Philippe Benichou : Nous aimerions connaître votre parcours pour commencer.

Céline Champinot : J’ai commencé le théâtre vers treize ans car j’étais très timide et cela était censé m’aider, puis je me suis prise au jeu. Je suis entrée à l’Ecole supérieure d’Art dramatique de Paris pour être formée comme actrice, et ensuite j’ai fait le Conservatoire national comme artiste chercheur avec un sujet de travail qui était déjà Vivipares. A l’époque le projet ne devait avoir que trois parties, maintenant il en a cinq. J’ai créé la pièce en 2014 avec ses trois parties. En parallèle, j’ai commencé un travail collectif avec le groupe La Galerie que je dirige aujourd’hui et pour lequel j’écris et c’est avec ce groupe que nous avons créé la pièce qui s’est jouée d’abord dans sa première version à la Maison des Metallos et à Dijon. En 2015 j’ai décidé d’ajouter ces deux parties supplémentaires, que j’ai nommé posthume d’où le titre actuel du spectacle qui se veut une brève histoire de l’humanité.

Marie-Christine Baillehache : qu’est-ce qui a présidé à la création de cette pièce, à son écriture ?

CC : J’avais besoin d’écrire un théâtre qui me propose comme metteur en scène d’autres enjeux que ceux que je trouvais dans les autres textes.

PB : C’est important, c’est l’écriture qui est première mais quelle est cette intention de mise en scène particulière ?
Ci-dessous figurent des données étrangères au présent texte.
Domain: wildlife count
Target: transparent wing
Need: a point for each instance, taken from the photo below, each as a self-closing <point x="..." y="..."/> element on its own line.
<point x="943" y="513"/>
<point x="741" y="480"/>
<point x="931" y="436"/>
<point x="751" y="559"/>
CC : Il y a plusieurs choses. La question du méta-théâtre est présente chez beaucoup de metteurs en scène. Ce que je n’arrivais pas à trouver c’était des textes qui me proposent à la fois une structure théâtrale impliquant un théâtre qui se regarde lui-même, une plongée dans une fiction avec des personnages, des enjeux émotionnels très forts et une dimension musicale. Il me fallait surtout une langue qui me parle intimement suffisamment. Je ne trouvais pas de langue, donc je me suis dit que ce serait la mienne. Au début cette langue était faite de résurgences de textes que j’avais joués. J’ai des textes en mémoire, des musicalités en mémoire.

MCB : Lesquelles par exemple ?

CC : une pièce qui a été fondatrice pour moi c’est Atteintes à sa vie de Martin Crimp, illustration parfaite du méta-théâtre. J’avais fait un travail d’actrice qui m’amenait à tout subjectiver, ce qui est important pour moi mais la pièce restait malgré tout un exercice de style. Cela a cependant marqué mon écriture de Vivipares, et de mon prochain projet, pour des raisons stylistiques et parce que je l’avais tellement phrasée que j’en étais imprégnée. Il y a d’autres emprunts dans la pièce, à vous de les retrouver. Ce qui était également très important pour moi, c’est la question du genre. Dans Vivipares, c’est presque didactique, ce sont cinq actrices qui jouent toutes des rôles d’hommes, sauf une qui annonce « je veux être une fille, je suis moche ». J’ai passé ma scolarité à me demander si une femme peut être un bon acteur. La formation de l’actrice, je l’ai vécu ainsi. C’est comme si on était tous des garçons, enfants, et ensuite qu’on devait apprendre à être femme et dans les écoles d’acteurs la question de comment déployer sa féminité est récurrente. On demande souvent aux actrices de jouer en talons, avec une belle robe. Dans Vivipares les actrices voient leur féminité estompée, elles sont dégenrées au maximum c’est ce qui m’amuse.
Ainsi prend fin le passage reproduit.